Any pre-industrial civilization of sufficient size relative to its neighbors was an autocracy, and even the smaller ones such as the North American Confederations and the Swiss Republic had more autocratic than democratic elements.

You cannot begin the process of industrialization without a sizeable middle class, but throughout history the middle class was very small and under the thumb of the nobility. Even in times of surplus the middle class barely grew. And note that you can’t technologize your way to the middle class.

Pre-industrial autocracies don’t want to innovate or change. They want to expand, yes, but not in a way that makes them relinquish power. In fact, the idea of innovation being a good thing to cement your power is a notion particular to industrial civilizations. If Cortez wasn’t able to exploit the political situation AND wasn’t backed by a deadly disease, his expedition would’ve been doomed—his technology gave him a decisive edge, but it didn’t win the conquest for him. It’s only until well into the 19th century did we get the hint of the notion of ‘technology uber alles’.

And here’s another notion peculiar to industrialized civilizations: ‘war is good for innovation’. Not so. Pre-industrial civilizations devote from an absurd to a literally ruinous amount of resources to warfare. This leaves little surplus and constantly resets civilization. So even if your planet isn’t unified under some huge stagnant autocracy who sees innovation as a threat to its power, the more hungry, newer, and aggressive civilizations can’t actually produce any breakthroughs because they run the same playbook as the Ancient Empire.

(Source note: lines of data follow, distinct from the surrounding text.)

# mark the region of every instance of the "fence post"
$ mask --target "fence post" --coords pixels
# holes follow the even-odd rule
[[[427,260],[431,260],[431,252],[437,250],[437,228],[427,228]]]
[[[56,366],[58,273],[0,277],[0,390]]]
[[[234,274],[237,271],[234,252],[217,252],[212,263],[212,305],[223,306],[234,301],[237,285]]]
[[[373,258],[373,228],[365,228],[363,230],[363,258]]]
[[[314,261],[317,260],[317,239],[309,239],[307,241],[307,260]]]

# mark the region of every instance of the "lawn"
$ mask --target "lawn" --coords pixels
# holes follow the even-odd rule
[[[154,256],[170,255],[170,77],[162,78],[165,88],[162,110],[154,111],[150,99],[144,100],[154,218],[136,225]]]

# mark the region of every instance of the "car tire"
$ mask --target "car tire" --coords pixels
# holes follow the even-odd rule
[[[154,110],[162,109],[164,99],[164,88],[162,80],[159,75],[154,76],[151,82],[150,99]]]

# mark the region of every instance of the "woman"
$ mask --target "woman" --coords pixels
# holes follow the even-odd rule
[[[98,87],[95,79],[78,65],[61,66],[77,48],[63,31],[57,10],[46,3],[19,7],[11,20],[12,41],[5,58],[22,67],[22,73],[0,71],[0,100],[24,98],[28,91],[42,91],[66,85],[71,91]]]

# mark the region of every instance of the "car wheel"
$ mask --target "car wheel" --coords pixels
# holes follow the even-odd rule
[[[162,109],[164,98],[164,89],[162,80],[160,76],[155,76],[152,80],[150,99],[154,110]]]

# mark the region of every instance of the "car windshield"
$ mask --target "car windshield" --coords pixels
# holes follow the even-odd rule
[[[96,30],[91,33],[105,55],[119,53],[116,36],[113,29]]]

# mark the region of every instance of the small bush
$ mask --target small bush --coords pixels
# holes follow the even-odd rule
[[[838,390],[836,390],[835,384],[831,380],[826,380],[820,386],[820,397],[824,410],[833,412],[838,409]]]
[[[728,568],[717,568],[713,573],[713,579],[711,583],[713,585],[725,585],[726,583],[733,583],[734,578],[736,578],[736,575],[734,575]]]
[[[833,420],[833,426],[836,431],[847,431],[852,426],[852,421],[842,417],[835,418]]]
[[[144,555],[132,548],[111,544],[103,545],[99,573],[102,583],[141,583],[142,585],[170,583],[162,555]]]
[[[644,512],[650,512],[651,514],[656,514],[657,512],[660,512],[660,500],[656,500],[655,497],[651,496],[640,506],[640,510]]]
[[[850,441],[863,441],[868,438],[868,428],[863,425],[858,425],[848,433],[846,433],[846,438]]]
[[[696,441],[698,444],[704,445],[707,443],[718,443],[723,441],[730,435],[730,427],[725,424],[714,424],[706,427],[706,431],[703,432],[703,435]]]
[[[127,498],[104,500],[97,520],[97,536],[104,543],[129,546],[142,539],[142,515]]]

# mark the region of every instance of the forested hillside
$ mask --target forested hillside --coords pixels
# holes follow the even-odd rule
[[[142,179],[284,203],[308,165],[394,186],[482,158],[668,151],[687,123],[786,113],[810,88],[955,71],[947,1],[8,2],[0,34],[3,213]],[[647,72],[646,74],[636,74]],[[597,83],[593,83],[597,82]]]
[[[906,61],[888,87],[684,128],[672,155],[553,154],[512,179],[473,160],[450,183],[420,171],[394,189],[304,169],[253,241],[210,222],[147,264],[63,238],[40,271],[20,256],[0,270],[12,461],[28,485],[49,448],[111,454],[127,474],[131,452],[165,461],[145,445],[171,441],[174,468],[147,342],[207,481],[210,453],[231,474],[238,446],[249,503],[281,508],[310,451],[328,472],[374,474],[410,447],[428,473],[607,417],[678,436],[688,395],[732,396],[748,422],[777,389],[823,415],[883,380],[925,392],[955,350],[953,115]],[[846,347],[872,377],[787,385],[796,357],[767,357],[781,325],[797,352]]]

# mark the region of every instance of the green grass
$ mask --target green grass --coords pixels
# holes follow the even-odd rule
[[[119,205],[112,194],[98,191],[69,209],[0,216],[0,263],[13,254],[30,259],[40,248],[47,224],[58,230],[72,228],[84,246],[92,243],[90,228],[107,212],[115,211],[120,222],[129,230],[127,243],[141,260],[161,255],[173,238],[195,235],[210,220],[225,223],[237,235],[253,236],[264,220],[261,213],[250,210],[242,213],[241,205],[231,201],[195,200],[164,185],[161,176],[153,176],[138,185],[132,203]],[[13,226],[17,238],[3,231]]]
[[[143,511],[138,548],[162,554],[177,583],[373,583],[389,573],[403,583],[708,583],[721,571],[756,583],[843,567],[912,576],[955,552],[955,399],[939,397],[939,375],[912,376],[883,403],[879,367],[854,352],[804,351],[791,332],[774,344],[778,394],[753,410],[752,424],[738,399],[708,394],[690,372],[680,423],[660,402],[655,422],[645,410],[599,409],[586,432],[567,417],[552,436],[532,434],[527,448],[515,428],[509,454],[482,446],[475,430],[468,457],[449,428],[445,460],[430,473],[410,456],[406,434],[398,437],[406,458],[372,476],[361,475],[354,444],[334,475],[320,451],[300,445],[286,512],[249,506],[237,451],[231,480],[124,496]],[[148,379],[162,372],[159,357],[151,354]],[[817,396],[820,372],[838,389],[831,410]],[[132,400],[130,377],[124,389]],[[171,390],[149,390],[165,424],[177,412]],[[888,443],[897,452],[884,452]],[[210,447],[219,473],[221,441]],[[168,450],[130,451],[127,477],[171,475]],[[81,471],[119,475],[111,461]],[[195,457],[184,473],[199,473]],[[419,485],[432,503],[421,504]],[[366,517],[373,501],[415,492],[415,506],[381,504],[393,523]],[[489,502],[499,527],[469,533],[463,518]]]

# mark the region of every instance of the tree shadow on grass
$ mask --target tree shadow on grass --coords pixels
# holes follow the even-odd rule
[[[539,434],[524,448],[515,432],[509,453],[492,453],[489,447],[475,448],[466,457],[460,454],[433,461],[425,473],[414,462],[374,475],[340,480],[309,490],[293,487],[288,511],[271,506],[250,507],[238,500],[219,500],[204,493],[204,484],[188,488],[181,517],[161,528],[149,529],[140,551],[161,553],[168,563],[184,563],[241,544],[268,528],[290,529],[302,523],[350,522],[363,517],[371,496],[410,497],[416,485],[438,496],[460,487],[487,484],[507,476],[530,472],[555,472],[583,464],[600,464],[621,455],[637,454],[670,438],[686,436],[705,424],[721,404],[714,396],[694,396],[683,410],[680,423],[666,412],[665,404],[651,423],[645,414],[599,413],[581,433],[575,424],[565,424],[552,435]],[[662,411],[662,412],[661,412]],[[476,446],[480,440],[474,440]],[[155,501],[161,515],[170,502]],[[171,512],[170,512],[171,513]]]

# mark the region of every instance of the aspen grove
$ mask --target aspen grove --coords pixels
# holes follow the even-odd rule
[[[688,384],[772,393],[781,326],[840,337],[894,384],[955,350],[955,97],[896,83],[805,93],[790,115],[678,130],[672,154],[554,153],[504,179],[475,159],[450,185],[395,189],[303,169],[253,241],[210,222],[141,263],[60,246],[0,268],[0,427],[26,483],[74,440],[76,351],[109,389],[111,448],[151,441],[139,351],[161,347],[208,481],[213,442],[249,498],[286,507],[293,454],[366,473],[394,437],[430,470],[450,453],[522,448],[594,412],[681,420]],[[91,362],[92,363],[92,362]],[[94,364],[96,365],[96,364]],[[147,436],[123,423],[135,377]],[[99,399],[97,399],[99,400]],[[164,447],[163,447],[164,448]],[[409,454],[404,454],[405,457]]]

Indeed, it’s more likely that a planet covered with dozens of independent Iron Age civilizations would see less technological progress than one ruled by some stagnant, indolent hegemony.

So as far as the Fermi Paradox is concerned: I really don’t think there could’ve been a meaningful Scientific Revolution without an Industrial Revolution. After all, humans didn’t start unifying those two fields until well into the Industrial Revolution. And not just because these two revolutions complimented each other, but because the surpluses of the Industrial Revolution allowed society, for the first time, to support a class of engineers and scientists who weren’t drawn from the nobility. But alas, I don’t think there could’ve been an Industrial Revolution in the first place without the very specific set of circumstances that led to the conquest of the Americas, the rise of the European middle class, and the rush for colonization forcing the autocrats to loosen their leash.

For example, if the Americas had been conquered in the 900s (long before such a conquest could lead to industrialization) or if Earth had just been one supercontinent, it’s very likely that we’d still be toiling under the equivalent of the Roman or Mongol Empire, inventions like calculus and the spinning jenny largely just amusements for unlanded nobles who have no vested interest in advancing their technological base beyond enjoying the trickle of inventions that cement the status quo, like firearms and double-entry bookkeeping. And those are for ideal civilizations, which assume that they have access to our resources and our intelligence levels. Lacking things like dry land or hydrocarbons or metals can hurt your ability to industrialize, but having these things doesn’t help you.

So what’s the upshot of this? It may be the case that our galaxy is teeming with technological civilizations, but they’re all stuck in their pre-industrial eras because their autocracies conquered the planet early on and choked out any room for an innovative middle class.

Also note that this analysis makes zero assumptions about the aliens’ biology or culture. I wrote it in a way so that it would apply equally to 80-IQ pacifistic aliens and 350-IQ warrior aliens that have a fast-breeding/​low-survival strategy. The commonality between them and us is that the very first, indeed ONLY, government that could get us from the Stone Age to Iron Age are autocracies. And the structure of autocracies don’t give a damn about the individual capabilities of its subjects; both Spock, Jar-Jar, and Commander Shepherd’s ancestors all had to bend the knee to a king who had way more resources and powers than any collection of lone geniuses ever could.